Actually, the chat function on this site works perfectly well. Unfortunately, it's not used very much. There used to be much more activity on it, but much less recently...

----------


## bshmerlie

Actually we had one member that would schedule chats quite often.  Why don't you think about it and let's set up a time and date where we can meet up in the chat room.  Maybe you can do a poll and find out what would be the most convenient day and time.  Count me in.

----------


## clownonfire

> Actually we had one member that would schedule chats quite often.  Why don't you think about it and let's set up a time and date where we can meet up in the chat room.  Maybe you can do a poll and find out what would be the most convenient day and time.  Count me in.

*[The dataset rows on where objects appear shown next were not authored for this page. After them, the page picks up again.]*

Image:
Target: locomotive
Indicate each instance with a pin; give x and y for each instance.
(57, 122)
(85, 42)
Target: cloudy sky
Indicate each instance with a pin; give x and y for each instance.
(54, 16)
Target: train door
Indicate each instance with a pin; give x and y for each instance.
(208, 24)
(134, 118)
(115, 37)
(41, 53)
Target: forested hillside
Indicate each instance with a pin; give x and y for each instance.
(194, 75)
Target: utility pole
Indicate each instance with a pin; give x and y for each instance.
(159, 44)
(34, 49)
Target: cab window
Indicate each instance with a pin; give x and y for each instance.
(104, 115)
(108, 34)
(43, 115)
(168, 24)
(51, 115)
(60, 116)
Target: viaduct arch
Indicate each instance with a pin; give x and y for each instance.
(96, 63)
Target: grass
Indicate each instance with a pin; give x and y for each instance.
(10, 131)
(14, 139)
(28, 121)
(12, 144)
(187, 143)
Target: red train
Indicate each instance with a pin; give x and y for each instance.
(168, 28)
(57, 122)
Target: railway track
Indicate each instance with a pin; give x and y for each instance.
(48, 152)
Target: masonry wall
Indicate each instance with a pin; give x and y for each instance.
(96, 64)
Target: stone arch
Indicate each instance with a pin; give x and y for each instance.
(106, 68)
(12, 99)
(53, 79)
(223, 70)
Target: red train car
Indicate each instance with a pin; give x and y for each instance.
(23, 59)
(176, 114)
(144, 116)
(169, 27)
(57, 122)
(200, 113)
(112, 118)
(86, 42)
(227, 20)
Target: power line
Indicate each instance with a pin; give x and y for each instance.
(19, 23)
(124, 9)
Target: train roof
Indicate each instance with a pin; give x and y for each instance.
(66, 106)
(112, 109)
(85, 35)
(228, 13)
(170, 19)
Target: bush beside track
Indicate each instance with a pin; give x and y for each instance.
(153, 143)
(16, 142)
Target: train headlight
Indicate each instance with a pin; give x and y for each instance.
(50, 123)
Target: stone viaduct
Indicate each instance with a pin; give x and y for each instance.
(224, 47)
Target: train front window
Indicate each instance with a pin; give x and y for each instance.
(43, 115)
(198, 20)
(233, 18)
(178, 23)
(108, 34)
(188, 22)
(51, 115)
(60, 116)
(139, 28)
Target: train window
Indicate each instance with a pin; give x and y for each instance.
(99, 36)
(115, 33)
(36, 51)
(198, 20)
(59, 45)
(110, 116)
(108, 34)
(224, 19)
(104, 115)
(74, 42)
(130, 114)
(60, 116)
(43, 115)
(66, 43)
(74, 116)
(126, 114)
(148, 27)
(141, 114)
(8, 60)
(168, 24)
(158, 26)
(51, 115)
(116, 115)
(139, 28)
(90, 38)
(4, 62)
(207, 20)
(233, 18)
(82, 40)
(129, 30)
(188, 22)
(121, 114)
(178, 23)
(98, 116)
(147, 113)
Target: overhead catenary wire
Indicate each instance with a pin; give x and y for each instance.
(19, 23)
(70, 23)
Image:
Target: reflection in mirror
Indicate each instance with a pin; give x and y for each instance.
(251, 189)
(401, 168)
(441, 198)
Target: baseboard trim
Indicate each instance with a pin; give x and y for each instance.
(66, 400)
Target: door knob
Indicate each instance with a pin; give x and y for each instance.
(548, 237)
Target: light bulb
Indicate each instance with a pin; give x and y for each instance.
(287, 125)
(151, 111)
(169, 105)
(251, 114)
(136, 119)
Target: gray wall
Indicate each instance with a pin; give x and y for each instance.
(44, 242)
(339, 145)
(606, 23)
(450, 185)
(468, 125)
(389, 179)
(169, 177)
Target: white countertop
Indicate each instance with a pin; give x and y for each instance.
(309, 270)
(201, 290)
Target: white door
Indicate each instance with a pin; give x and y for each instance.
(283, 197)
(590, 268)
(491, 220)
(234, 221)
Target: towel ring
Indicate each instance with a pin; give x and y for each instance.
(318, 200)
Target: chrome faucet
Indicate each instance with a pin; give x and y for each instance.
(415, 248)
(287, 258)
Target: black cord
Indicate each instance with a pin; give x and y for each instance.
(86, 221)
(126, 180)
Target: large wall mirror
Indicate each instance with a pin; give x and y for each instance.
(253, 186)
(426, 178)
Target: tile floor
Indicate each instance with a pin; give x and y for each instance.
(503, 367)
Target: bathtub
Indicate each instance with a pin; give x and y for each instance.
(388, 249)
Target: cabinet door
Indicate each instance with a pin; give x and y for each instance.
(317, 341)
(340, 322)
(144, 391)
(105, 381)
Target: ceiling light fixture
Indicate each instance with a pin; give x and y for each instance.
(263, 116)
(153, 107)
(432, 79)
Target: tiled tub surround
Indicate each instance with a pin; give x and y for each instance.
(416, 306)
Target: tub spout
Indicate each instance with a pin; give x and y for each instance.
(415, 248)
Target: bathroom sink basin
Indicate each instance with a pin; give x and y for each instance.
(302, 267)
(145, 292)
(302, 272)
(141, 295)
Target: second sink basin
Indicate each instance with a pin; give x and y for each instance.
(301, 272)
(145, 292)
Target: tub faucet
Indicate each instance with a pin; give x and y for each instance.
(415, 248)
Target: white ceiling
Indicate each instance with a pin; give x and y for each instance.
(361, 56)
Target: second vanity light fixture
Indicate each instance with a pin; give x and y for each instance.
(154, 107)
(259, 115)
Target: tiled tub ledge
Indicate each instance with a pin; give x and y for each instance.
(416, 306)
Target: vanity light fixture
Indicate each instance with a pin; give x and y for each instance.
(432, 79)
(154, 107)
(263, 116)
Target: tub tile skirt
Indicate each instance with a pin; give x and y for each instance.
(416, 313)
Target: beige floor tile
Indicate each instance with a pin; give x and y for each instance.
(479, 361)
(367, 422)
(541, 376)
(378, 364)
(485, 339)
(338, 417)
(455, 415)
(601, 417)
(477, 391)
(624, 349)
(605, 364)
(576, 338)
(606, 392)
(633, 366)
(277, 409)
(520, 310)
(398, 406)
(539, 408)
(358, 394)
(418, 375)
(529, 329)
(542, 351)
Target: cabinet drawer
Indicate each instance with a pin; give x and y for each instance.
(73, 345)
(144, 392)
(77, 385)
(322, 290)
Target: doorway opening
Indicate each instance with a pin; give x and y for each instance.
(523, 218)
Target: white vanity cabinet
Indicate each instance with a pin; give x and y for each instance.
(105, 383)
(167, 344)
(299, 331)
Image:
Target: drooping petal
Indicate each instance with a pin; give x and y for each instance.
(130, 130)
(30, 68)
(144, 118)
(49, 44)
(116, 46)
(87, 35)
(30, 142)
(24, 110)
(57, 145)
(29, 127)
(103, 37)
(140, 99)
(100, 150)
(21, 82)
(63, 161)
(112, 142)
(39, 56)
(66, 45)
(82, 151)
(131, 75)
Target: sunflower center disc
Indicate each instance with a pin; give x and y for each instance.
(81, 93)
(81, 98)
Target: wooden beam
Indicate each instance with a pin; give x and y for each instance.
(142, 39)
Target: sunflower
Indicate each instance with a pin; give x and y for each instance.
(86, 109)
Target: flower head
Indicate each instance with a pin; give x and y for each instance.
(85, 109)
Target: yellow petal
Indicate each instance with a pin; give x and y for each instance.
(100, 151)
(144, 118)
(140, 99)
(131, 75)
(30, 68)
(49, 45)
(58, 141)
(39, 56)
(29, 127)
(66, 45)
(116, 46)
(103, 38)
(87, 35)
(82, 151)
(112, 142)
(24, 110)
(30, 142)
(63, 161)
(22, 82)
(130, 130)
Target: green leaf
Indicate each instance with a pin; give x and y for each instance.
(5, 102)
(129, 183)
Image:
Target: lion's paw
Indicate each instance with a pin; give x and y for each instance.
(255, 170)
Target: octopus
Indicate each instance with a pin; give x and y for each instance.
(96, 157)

I'll do my best. But can't commit.  :Smile:

----------


## Martin

Aaaw, don't talk to me like that Eric, I don't want to be alone!  :Wink: 

Cheri, I could do that! Just have to work something out, sinces the time difference is quite... Well, 9 hours speaks for itself  :Smile: 
I'll get started tomorrow, perhaps just post a schedule and see if people show up. Otherwise, some polling might be a good idea like you said.

----------


## Martin

Sorry it took me a long time to make something up, but I've been quite busy.

So, how about we have a first "chat-meeting" at 07.00 pm EDT* (which I think is a good time for most americans/canadians) on sunday in exactly a week? Just too see if anyone shows up and just talk about whatever we want, frogrelated or not!  :Smile: 

So, sunday the 12th of juni, 07.00 PM EDT, here in the sites chat!
Spread the word!




EDT = GMT -4 (now in summertime)

----------


## clownonfire

Martin, I'll be here!
Perhaps a little reminder next Monday will help too...
Eric

----------


## Martin

I will be in the chat from now on, a couple of hours forward. So if anyone want's to chat, just pop in!




And remember:
Sunday the 12th of June, 07.00 PM EDT, here in the site's chat!

----------


## Martin

Reminder:
Tune in Sunday the 12th of June, 07.00 PM EDT, here in the site's chat! 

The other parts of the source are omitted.